Ciaran dragged down an unsteady breath. He was sweating, but where his hands and Mouse’s touched, locked together, they were cold as death.
“What was it, Kiri?”
“I don’t know.” He got up, slinging the harp across his back without thinking about it. He felt naked suddenly, up there on the high ridge. Stripped and unsafe. He pulled Mouse to her feet. Neither of them spoke again. Their eyes had a queer stunned look.

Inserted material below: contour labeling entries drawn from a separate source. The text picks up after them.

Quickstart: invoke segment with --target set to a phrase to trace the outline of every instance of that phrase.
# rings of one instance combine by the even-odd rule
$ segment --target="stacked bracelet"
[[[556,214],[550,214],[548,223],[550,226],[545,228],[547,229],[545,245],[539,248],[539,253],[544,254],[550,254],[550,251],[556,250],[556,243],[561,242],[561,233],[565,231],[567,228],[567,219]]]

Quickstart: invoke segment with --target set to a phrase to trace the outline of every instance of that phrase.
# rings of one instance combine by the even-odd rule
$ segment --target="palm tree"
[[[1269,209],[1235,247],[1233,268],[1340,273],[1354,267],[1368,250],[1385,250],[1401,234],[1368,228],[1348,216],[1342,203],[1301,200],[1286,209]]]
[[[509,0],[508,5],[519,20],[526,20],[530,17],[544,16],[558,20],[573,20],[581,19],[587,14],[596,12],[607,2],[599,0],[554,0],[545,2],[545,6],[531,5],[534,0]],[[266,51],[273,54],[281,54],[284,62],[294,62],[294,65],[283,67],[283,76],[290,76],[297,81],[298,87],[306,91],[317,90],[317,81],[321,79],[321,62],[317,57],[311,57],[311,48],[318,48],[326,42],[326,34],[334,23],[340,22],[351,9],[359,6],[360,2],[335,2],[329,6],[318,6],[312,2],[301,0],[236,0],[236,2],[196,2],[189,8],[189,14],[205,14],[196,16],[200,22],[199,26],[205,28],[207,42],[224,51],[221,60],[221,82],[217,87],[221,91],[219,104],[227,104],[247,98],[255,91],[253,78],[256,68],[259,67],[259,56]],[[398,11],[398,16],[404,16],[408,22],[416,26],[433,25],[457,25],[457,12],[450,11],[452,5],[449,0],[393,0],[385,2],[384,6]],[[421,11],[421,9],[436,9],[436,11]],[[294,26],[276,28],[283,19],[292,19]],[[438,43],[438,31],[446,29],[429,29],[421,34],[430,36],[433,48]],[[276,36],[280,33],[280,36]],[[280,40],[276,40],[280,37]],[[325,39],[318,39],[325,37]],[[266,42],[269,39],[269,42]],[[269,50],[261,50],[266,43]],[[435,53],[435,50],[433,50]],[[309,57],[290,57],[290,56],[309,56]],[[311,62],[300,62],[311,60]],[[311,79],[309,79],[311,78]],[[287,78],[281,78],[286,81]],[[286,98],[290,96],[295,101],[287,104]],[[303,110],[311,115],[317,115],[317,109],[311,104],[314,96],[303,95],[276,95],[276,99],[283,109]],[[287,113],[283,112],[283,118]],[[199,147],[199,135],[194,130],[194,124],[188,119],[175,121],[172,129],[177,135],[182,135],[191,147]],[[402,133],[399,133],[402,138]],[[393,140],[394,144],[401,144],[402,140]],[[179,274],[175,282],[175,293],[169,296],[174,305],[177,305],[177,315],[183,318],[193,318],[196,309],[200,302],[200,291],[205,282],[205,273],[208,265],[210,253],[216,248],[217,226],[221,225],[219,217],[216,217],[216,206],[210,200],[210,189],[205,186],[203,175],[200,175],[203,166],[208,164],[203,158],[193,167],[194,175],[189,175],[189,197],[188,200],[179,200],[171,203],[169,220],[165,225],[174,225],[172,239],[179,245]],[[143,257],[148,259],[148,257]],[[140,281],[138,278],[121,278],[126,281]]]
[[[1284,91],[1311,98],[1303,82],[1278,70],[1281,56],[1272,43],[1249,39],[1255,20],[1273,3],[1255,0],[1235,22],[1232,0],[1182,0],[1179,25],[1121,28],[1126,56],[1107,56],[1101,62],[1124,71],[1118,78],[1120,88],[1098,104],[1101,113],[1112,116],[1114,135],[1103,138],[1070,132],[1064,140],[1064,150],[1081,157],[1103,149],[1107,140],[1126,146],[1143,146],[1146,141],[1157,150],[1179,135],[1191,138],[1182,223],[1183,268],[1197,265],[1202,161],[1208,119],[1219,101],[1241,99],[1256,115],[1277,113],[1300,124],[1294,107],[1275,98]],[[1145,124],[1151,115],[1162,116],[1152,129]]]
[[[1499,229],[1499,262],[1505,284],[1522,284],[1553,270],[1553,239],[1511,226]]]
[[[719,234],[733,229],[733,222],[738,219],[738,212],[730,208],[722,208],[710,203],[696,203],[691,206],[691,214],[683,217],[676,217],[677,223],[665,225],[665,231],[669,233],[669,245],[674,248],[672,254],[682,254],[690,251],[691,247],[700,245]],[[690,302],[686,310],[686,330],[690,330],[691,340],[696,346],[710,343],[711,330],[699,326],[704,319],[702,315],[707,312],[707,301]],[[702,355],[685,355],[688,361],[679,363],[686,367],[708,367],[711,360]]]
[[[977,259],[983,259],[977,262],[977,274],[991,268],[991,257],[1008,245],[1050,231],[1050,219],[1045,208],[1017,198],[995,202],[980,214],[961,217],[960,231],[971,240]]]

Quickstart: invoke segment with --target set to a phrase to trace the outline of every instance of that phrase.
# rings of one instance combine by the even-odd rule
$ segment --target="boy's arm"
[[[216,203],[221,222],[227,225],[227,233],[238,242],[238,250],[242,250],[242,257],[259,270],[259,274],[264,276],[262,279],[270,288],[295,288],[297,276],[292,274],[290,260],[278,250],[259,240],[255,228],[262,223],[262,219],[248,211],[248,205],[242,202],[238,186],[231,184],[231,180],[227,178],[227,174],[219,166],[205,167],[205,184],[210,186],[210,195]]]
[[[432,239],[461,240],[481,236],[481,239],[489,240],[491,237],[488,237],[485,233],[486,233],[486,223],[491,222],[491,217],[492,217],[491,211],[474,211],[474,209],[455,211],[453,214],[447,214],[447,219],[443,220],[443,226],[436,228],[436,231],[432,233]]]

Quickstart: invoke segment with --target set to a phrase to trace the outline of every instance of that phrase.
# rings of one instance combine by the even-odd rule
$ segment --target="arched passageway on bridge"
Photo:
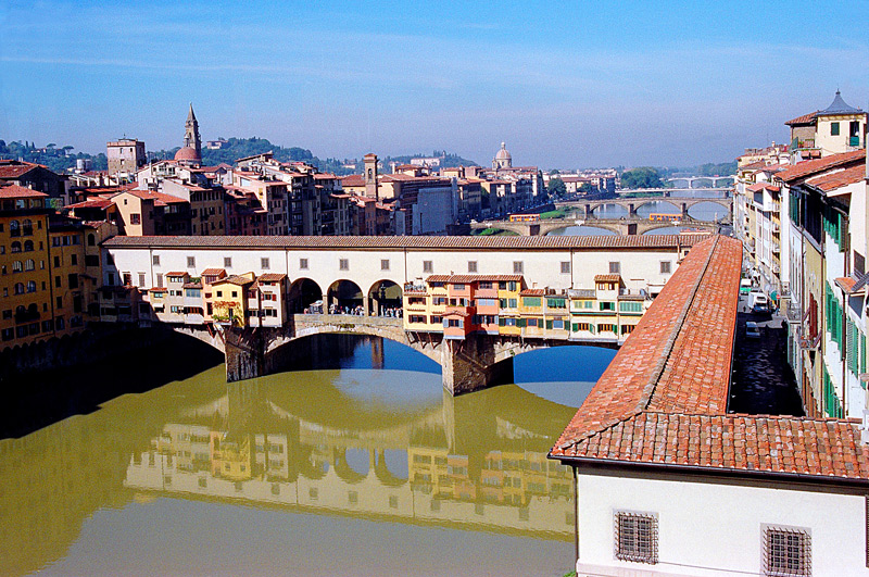
[[[362,289],[352,280],[336,280],[327,293],[328,312],[345,314],[366,314]]]
[[[290,312],[303,313],[311,304],[323,299],[323,289],[310,278],[297,278],[290,285]]]
[[[368,289],[368,310],[375,316],[399,316],[402,296],[401,287],[392,280],[378,280]]]

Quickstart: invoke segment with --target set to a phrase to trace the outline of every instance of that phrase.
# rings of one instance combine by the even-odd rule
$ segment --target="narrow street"
[[[757,323],[758,337],[747,337],[746,322]],[[730,385],[734,413],[803,416],[803,403],[788,364],[788,326],[783,315],[755,314],[740,294],[736,343]]]

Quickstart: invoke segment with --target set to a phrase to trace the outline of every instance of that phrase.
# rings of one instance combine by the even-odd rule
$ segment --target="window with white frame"
[[[658,517],[654,513],[619,511],[614,519],[615,555],[621,561],[658,562]]]
[[[811,575],[811,534],[799,527],[763,526],[764,575]]]

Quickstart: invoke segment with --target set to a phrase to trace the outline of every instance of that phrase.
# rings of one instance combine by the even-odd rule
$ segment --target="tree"
[[[621,188],[664,188],[660,175],[651,166],[621,173]]]
[[[564,184],[564,180],[558,178],[550,178],[550,184],[546,187],[546,191],[550,195],[550,198],[555,199],[559,197],[564,197],[567,195],[567,187]]]

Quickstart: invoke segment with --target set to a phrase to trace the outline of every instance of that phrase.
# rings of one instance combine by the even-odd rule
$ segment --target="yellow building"
[[[54,336],[46,198],[0,188],[0,349]]]
[[[253,284],[253,273],[232,275],[216,280],[205,301],[216,323],[243,327],[248,322],[248,288]],[[211,306],[209,306],[211,305]]]

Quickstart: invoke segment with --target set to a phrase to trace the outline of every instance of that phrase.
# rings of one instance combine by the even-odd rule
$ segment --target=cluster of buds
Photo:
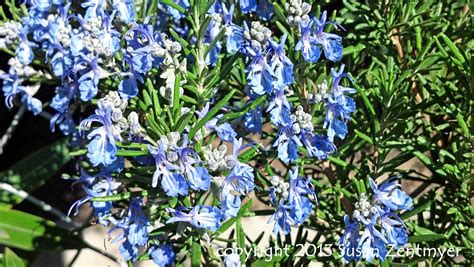
[[[356,209],[353,213],[353,218],[358,218],[360,215],[364,217],[369,217],[370,213],[373,211],[372,204],[369,201],[369,198],[365,193],[360,194],[359,202],[355,204]]]
[[[279,196],[281,199],[286,199],[288,197],[288,189],[290,188],[290,184],[288,182],[285,182],[282,178],[275,175],[270,178],[270,183],[273,186],[272,188],[274,188],[273,193],[276,196]]]
[[[293,131],[299,134],[302,130],[306,132],[313,132],[314,125],[312,123],[313,116],[304,112],[302,106],[296,108],[295,114],[291,114],[291,120],[293,121]]]
[[[310,21],[311,5],[302,0],[290,0],[285,4],[286,21],[291,26],[307,25]]]
[[[12,48],[20,37],[22,25],[17,21],[7,21],[0,25],[0,48]]]
[[[124,116],[128,102],[120,98],[116,91],[110,91],[99,101],[102,101],[104,105],[111,106],[112,108],[111,119],[114,136],[120,136],[120,134],[126,130],[130,130],[130,133],[135,136],[141,136],[143,134],[143,128],[140,126],[138,114],[135,111],[131,111],[127,117]]]
[[[202,152],[208,169],[211,171],[228,171],[237,162],[234,155],[226,155],[227,147],[223,144],[215,149],[212,149],[212,145],[204,146]]]
[[[271,37],[272,31],[258,21],[252,21],[250,29],[244,31],[244,38],[252,44],[252,47],[264,48]]]
[[[43,76],[48,79],[51,79],[51,76],[49,74],[44,74],[42,71],[38,71],[33,69],[30,66],[23,65],[20,60],[18,60],[17,57],[12,57],[8,60],[8,65],[10,66],[10,73],[15,74],[18,77],[21,78],[26,78],[26,77],[31,77],[31,76]],[[0,74],[2,74],[3,71],[0,70]]]
[[[316,85],[316,88],[318,89],[315,94],[308,94],[308,101],[310,103],[319,103],[322,102],[323,100],[327,99],[330,94],[328,92],[328,81],[323,80],[322,83]]]

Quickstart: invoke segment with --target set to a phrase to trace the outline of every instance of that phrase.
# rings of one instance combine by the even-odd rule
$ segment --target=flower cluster
[[[270,221],[275,221],[273,233],[288,234],[292,225],[301,225],[311,214],[316,202],[316,192],[311,180],[298,176],[298,168],[290,171],[290,181],[278,176],[270,178],[270,200],[277,207]]]
[[[85,196],[71,212],[89,203],[124,260],[173,264],[187,238],[209,238],[243,216],[254,190],[269,191],[273,233],[290,233],[317,204],[298,160],[326,159],[349,132],[355,90],[344,86],[352,82],[344,65],[312,72],[323,79],[311,90],[305,81],[321,54],[342,59],[342,37],[326,26],[342,27],[326,12],[291,0],[279,8],[290,26],[282,31],[269,23],[277,19],[269,0],[198,2],[28,0],[21,21],[0,26],[0,47],[14,55],[0,74],[6,105],[53,113],[44,116],[51,129],[70,136],[81,160]],[[255,155],[284,163],[287,177],[262,172]],[[355,219],[382,218],[399,238],[391,212],[403,195],[392,185],[374,190],[379,202],[365,215],[361,199]]]
[[[345,261],[383,261],[388,245],[399,248],[408,242],[407,228],[397,212],[412,209],[413,203],[395,179],[390,178],[380,186],[370,179],[372,200],[362,193],[352,214],[353,221],[345,215],[346,228],[339,240]]]

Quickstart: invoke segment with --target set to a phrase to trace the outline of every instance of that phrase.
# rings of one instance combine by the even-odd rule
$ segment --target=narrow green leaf
[[[191,266],[201,266],[201,244],[199,237],[193,240],[191,247]]]
[[[243,107],[241,110],[239,110],[237,112],[231,112],[231,113],[225,114],[224,116],[222,116],[222,119],[220,119],[220,121],[224,122],[224,121],[233,120],[235,118],[240,118],[245,113],[247,113],[249,111],[252,111],[255,108],[257,108],[257,106],[262,104],[262,102],[265,101],[265,99],[266,99],[266,95],[259,96],[257,99],[251,101],[248,105]]]
[[[352,54],[359,54],[361,51],[363,51],[366,48],[364,44],[358,44],[356,46],[348,46],[344,47],[344,50],[342,51],[343,56],[347,55],[352,55]]]
[[[15,252],[13,252],[13,250],[7,247],[5,248],[5,252],[3,253],[3,266],[26,267],[26,264],[20,257],[18,257],[18,255],[15,254]]]
[[[79,237],[52,221],[3,208],[0,208],[0,244],[28,251],[86,247]]]
[[[245,253],[245,232],[242,227],[242,220],[239,218],[235,226],[237,232],[237,247],[240,248],[242,253],[240,254],[240,262],[245,262],[246,253]]]
[[[146,150],[124,150],[124,149],[119,149],[117,151],[117,156],[123,156],[123,157],[138,157],[138,156],[144,156],[148,155],[148,149]]]
[[[373,140],[372,140],[372,138],[370,138],[370,136],[366,135],[365,133],[363,133],[363,132],[361,132],[361,131],[359,131],[359,130],[357,130],[357,129],[354,129],[354,132],[355,132],[355,134],[356,134],[358,137],[360,137],[362,140],[365,140],[365,141],[366,141],[367,143],[369,143],[369,144],[374,144],[374,143],[373,143]]]
[[[421,243],[421,242],[430,242],[446,239],[442,234],[432,234],[432,235],[415,235],[408,237],[409,243]]]
[[[464,63],[466,62],[466,59],[464,59],[463,55],[459,51],[459,49],[456,47],[456,45],[449,39],[448,36],[446,36],[444,33],[440,34],[441,38],[443,38],[443,41],[446,43],[446,45],[449,47],[449,49],[454,53],[454,56],[461,62]]]
[[[213,233],[213,236],[214,237],[217,237],[219,235],[221,235],[222,233],[224,233],[225,231],[227,231],[232,225],[234,225],[235,222],[237,222],[237,220],[242,217],[245,213],[247,213],[248,209],[252,206],[252,199],[250,199],[247,203],[245,203],[239,210],[239,212],[237,213],[237,216],[225,221],[221,227],[215,231]]]
[[[230,91],[221,101],[219,101],[209,112],[202,118],[200,119],[196,125],[189,131],[188,138],[192,139],[196,132],[201,129],[206,122],[210,121],[214,116],[221,110],[229,100],[232,98],[232,96],[235,93],[235,89]]]
[[[178,5],[177,3],[171,1],[171,0],[160,0],[161,3],[165,4],[165,5],[169,5],[170,7],[178,10],[180,13],[182,14],[186,14],[186,10],[184,8],[182,8],[180,5]]]
[[[130,199],[132,197],[146,197],[148,195],[149,195],[149,192],[147,190],[142,190],[139,192],[124,192],[124,193],[115,194],[111,196],[105,196],[105,197],[93,197],[91,198],[91,201],[96,201],[96,202],[119,201],[119,200]]]
[[[413,215],[416,215],[420,212],[423,212],[427,207],[429,207],[431,205],[432,202],[433,202],[433,200],[427,200],[427,201],[423,202],[422,204],[416,206],[414,209],[403,213],[402,215],[400,215],[400,218],[402,220],[405,220],[405,219],[410,218]]]
[[[64,138],[30,154],[9,170],[0,173],[0,181],[27,192],[34,191],[69,162],[71,155],[67,143],[68,140]],[[17,204],[22,200],[17,195],[0,192],[2,202]]]
[[[181,74],[179,72],[176,73],[174,81],[174,90],[173,90],[173,114],[175,118],[179,118],[181,106],[179,105],[179,95],[181,90]]]

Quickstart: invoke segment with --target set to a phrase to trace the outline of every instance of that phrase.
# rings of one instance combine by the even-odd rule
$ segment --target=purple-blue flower
[[[401,186],[397,181],[395,181],[396,178],[397,177],[390,178],[380,186],[377,186],[375,181],[370,178],[370,187],[374,192],[374,199],[391,210],[412,209],[412,198],[400,190]]]
[[[104,166],[112,164],[117,154],[115,146],[115,136],[111,119],[112,106],[99,101],[94,115],[89,116],[81,122],[79,128],[90,129],[93,122],[102,124],[99,128],[92,130],[87,138],[91,140],[87,146],[87,157],[93,166],[102,164]]]
[[[188,222],[196,228],[216,231],[221,226],[221,212],[216,207],[196,205],[188,213],[188,207],[178,209],[168,208],[171,217],[166,223]]]
[[[148,146],[148,150],[155,159],[156,164],[156,170],[153,174],[151,186],[156,187],[158,185],[158,180],[161,180],[161,186],[163,187],[163,190],[165,190],[166,195],[171,197],[187,195],[188,184],[181,174],[175,172],[179,167],[166,159],[163,142],[159,141],[158,147]]]
[[[148,254],[153,262],[160,267],[172,266],[176,257],[173,247],[169,244],[152,246],[148,249]]]

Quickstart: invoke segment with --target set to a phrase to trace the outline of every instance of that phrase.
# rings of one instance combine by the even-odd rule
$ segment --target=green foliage
[[[17,189],[33,192],[42,186],[54,174],[69,162],[68,140],[47,145],[30,154],[20,162],[0,173],[0,182],[8,183]],[[0,202],[11,205],[20,203],[24,198],[0,191]]]
[[[357,197],[347,192],[361,193],[360,182],[368,177],[382,180],[401,174],[415,199],[414,210],[402,215],[410,221],[409,241],[459,248],[472,262],[474,240],[466,237],[473,215],[474,43],[469,4],[343,3],[337,17],[348,29],[346,65],[356,74],[358,109],[350,125],[354,133],[330,159],[332,166],[316,167],[333,186],[320,185],[325,188],[318,196],[320,205],[335,205],[339,211],[342,203],[343,213],[351,214],[350,203]],[[342,220],[340,212],[321,212],[318,217],[331,225]],[[454,263],[449,257],[442,261]]]
[[[86,247],[77,236],[52,221],[5,208],[0,208],[0,244],[27,251]]]

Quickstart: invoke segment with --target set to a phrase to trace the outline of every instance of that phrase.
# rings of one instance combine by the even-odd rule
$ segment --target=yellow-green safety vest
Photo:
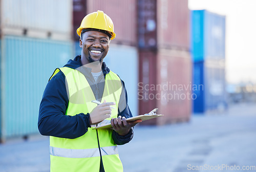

This time it was Ciaran that stopped, with the stewpot in his hands, looking at something behind Mouse. He dropped it and jumped in front of her, pulling the wicked knife he carried from his girdle. The last thing he heard was her wild scream.
But he had time enough to see. To see the creatures climbing up over the crest of the ridge beside them, fast and silent and grinning, to ring them in with wands tipped at the point with opals like tiny sunballs.
They were no taller than Mouse, but thick and muscular, built like men. Grey animal fur grew on them like the body-hair of a hairy man, lengthening into a coarse mane over the skull. Where the skin showed it was grey and wrinkled and tough.